Background In aortic arch surgery, bilateral selective antegrade cerebral perfusion (bSACP) maintains cerebral blood flow during circulatory arrest. bSACP is often delivered using a single pump with a Y-connector, dividing the flow. Current practice has veered towards perfusion of the left common carotid artery by cannula and the right subclavian artery or axillary artery by a vascular graft.
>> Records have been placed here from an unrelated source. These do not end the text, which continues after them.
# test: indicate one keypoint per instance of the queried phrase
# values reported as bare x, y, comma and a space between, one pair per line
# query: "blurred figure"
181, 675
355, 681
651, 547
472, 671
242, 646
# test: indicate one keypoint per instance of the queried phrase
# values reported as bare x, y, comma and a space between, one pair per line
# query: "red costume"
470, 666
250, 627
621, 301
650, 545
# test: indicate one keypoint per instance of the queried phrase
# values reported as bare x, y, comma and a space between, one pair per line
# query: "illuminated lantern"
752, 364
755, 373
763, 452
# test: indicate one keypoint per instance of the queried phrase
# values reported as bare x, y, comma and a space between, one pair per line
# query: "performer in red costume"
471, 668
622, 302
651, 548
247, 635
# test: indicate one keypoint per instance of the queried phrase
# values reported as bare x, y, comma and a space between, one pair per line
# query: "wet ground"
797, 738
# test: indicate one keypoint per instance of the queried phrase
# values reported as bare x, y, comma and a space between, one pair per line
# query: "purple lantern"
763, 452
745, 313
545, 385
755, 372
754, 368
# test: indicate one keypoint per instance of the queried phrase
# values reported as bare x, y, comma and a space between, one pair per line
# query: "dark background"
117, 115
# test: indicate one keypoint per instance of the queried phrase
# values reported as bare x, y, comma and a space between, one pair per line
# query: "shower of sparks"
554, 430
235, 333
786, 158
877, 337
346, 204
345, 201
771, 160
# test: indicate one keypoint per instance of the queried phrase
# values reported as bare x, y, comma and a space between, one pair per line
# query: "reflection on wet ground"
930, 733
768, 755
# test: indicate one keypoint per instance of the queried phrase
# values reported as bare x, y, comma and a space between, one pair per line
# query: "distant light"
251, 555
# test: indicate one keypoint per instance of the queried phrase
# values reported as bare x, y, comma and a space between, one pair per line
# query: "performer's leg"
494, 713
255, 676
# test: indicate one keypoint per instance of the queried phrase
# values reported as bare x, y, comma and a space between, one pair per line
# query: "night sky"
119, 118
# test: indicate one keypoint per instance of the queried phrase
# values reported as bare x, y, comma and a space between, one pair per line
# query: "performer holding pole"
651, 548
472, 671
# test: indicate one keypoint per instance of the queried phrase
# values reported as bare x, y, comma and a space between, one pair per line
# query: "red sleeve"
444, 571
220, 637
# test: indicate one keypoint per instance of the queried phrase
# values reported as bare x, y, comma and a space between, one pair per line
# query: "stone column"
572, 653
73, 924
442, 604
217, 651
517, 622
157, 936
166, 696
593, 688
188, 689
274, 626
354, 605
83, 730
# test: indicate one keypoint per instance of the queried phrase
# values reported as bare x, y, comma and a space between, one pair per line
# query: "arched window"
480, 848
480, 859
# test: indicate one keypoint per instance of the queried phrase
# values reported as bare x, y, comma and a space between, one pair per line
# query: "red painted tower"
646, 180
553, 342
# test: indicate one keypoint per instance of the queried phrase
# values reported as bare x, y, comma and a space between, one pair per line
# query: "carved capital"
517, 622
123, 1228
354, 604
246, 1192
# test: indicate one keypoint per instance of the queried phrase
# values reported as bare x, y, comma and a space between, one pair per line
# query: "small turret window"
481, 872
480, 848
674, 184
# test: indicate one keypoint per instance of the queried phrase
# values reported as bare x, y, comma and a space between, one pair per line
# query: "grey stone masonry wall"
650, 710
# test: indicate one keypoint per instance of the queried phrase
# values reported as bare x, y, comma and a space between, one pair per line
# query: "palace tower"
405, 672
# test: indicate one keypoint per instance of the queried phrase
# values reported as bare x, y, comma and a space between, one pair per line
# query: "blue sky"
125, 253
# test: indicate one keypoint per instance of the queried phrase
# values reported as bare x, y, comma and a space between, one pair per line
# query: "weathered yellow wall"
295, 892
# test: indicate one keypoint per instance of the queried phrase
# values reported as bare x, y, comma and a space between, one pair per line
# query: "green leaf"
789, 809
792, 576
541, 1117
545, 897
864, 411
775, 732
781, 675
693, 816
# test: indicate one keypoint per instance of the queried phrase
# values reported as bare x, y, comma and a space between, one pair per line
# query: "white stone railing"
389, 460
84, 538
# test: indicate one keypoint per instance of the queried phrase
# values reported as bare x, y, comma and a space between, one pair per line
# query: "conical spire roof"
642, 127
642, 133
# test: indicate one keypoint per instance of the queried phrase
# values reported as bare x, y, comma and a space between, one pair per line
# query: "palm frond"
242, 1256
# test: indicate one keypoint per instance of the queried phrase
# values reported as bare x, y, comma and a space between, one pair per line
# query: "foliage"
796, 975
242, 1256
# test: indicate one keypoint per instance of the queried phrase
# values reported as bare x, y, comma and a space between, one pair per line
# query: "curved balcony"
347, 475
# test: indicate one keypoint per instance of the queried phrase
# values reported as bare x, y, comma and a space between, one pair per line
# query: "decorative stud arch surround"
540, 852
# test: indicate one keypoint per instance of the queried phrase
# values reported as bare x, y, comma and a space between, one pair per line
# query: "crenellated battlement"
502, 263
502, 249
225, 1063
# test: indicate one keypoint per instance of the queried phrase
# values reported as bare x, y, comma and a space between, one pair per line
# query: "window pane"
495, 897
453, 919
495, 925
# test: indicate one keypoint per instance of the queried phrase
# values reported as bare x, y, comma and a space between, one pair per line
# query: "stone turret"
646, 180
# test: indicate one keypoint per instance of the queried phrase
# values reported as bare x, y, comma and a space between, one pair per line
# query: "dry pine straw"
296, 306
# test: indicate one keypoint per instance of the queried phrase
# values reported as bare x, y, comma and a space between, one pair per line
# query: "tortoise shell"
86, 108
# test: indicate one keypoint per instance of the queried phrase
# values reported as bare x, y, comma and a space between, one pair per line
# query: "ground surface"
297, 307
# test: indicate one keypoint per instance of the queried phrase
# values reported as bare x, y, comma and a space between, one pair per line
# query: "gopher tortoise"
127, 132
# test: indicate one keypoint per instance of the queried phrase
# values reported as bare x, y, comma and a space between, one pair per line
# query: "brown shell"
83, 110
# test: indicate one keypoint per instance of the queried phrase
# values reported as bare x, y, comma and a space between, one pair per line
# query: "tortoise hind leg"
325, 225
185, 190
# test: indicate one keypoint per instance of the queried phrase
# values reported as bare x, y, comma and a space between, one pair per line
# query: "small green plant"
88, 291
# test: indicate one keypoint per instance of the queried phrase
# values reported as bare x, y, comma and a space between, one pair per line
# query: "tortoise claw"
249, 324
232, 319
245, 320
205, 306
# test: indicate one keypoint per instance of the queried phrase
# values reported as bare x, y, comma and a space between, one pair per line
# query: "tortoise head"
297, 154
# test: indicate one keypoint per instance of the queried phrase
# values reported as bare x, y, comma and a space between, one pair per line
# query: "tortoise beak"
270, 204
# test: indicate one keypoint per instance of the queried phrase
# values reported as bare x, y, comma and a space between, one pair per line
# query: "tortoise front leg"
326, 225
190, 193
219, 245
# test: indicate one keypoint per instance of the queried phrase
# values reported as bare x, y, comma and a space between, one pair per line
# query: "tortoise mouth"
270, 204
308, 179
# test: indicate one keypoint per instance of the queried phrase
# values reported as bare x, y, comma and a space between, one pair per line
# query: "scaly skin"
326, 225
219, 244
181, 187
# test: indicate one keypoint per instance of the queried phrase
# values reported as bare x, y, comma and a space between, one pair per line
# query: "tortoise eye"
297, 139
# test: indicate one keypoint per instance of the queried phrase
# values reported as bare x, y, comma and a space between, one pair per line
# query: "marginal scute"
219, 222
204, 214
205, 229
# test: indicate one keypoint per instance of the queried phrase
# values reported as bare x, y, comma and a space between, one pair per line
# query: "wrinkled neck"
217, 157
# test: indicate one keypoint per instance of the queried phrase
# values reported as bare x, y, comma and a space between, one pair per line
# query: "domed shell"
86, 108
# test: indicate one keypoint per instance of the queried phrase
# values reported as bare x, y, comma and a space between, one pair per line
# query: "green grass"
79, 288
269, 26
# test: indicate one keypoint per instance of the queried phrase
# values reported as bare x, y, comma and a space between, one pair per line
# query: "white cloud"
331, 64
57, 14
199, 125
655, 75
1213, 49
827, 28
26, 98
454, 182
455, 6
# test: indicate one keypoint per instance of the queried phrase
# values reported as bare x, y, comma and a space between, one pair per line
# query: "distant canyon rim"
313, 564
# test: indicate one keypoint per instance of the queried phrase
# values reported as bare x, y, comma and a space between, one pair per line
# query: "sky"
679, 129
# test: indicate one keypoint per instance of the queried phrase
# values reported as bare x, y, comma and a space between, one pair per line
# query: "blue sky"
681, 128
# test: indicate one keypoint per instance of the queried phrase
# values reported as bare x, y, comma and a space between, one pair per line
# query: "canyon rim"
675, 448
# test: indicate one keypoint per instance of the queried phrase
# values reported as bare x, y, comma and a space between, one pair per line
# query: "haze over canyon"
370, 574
Under this configuration, inflow distribution may be sensitive to left-sided cannula resistance, particularly in patients with limited collateral circulation, potentially reducing left-hemispheric pressure and flow despite bSACP. We investigated how cannula design influences perfusion pressure and arterial inflow distribution during bSACP.
Methods Four perfusion cannulas with different flow resistances were characterized using bench measurements (40–200 ml/min) and computational fluid dynamics (CFD). The CFD cannula models were then integrated into patient-specific CFD models of the cerebral circulation from three patients with varying collateral circulation/capacity. Both flow- and pressure-controlled pump strategies were simulated.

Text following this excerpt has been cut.